One month ago I did the stupidest thing I've ever done.
Since working from home, I decided to get myself a top of the line audiophile-worthy setup to listen to music while I work. Expensive studio headphones, specialized DAC and amp. It was pretty good for a while, but then my DAC started giving me scratching sounds and I unplugged the whole thing and was just listening through the laptop plug. But then a month ago, I thought, I'll switch the plugs a bit and see if I can fix the scratchiness and get the setup working again. I plug everything back in, things light up again, and then, like an idiot, I decide to test my headphone setup by putting them directly on my head and pressing play to some techno music that was queued up in Spotify. What I hadn't noticed is that my amp was turned up, all the way up.
I blasted my ear with one of the loudest things I've ever heard. According to the headphone's sensitivity, resistance, and the output of my amp, it was around 130 dB. I have a hard time believing that math, to be honest, so it may have been less. But it was intense. I quickly turned it down, so my ears were only exposed to that sound for a few seconds, but immediately after I just felt this pain in my neck and was so incredibly thirsty. My ears didn't start ringing immediately, but things felt very off.
At first I was concerned about hearing loss. Did a few tests online, and it seemed okay? So I was feeling better, but my ears felt odd. And then the tinnitus started. At first it was mild. Got it checked at a clinic, and they said "Eh, couple of days, you'll be fine, you just have a lot of earwax." Then it just kept getting louder and louder. I've been through a few things in my life: heart attack, cancer. Heart attack actually wasn't too bad, and I was okay with the lifetime consequences of that, and the surgery for cancer sucked, but at least every day improved. This is just... something else entirely.
Went to see a doctor, and they cleaned out the earwax using a kind of irrigation thing, hoping that it was just earwax related, and they prescribed me Ciprodex. This actually just made it even louder, and it changed the tone for a few days.
I refused to take the Ciprodex, and then recently found out that Fluoroquinolone, which is in Ciprofloxacin, has an FDA warning for people with my specific genetic condition, and for people who have heart problems (along a bunch of other wonderful things it can do.) The warning is not for the ear drops, but I'd rather not play around on the off chance that this could rip open my aorta.
My doctor insists Ciprodex is super safe, and since my ear canals are quite red, that it must be some sort of infection, and that the tinnitus is just in my head, something I made up by imagining this is one of the consequences of the headphones. Not a whole lot of alternatives around, but I'm hoping that it instead subsides naturally.
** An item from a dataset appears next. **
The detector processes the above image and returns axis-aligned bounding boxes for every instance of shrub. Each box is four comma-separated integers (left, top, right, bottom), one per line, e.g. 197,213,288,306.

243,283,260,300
Still, every day, neck pain, headache, and of course, the tinnitus (and some hyperacusis, but actually fairly lucky on that front, minus when dishes clang together.)
So, I've been trying to still take the steps to get to the bottom of any issue, see if there has been hearing loss (audiologist appointment soon, ENTs are really unavailable where I am though), and just learn to not fight against the tinnitus and coexist with it. You all know how hard it is... It depends on how strong I'm feeling on a day to be able to cope with it or just wallow in regret. There's no point in wallowing though, we can't time travel and I'm just making myself miserable, so all I can do is live with it until it either goes away, gets better, or I get better at dealing with it. I have to not catastrophize, and not get too attached on how this wasn't there before. That this life now, this is early, and to go with the flow. But it's one thing to know this, and it's another to really be it.
So, that's my story, of how I got too hung up on sound quality, spent a bunch of money on something dangerous, and then didn't check the volume before pressing play, and now I'm here.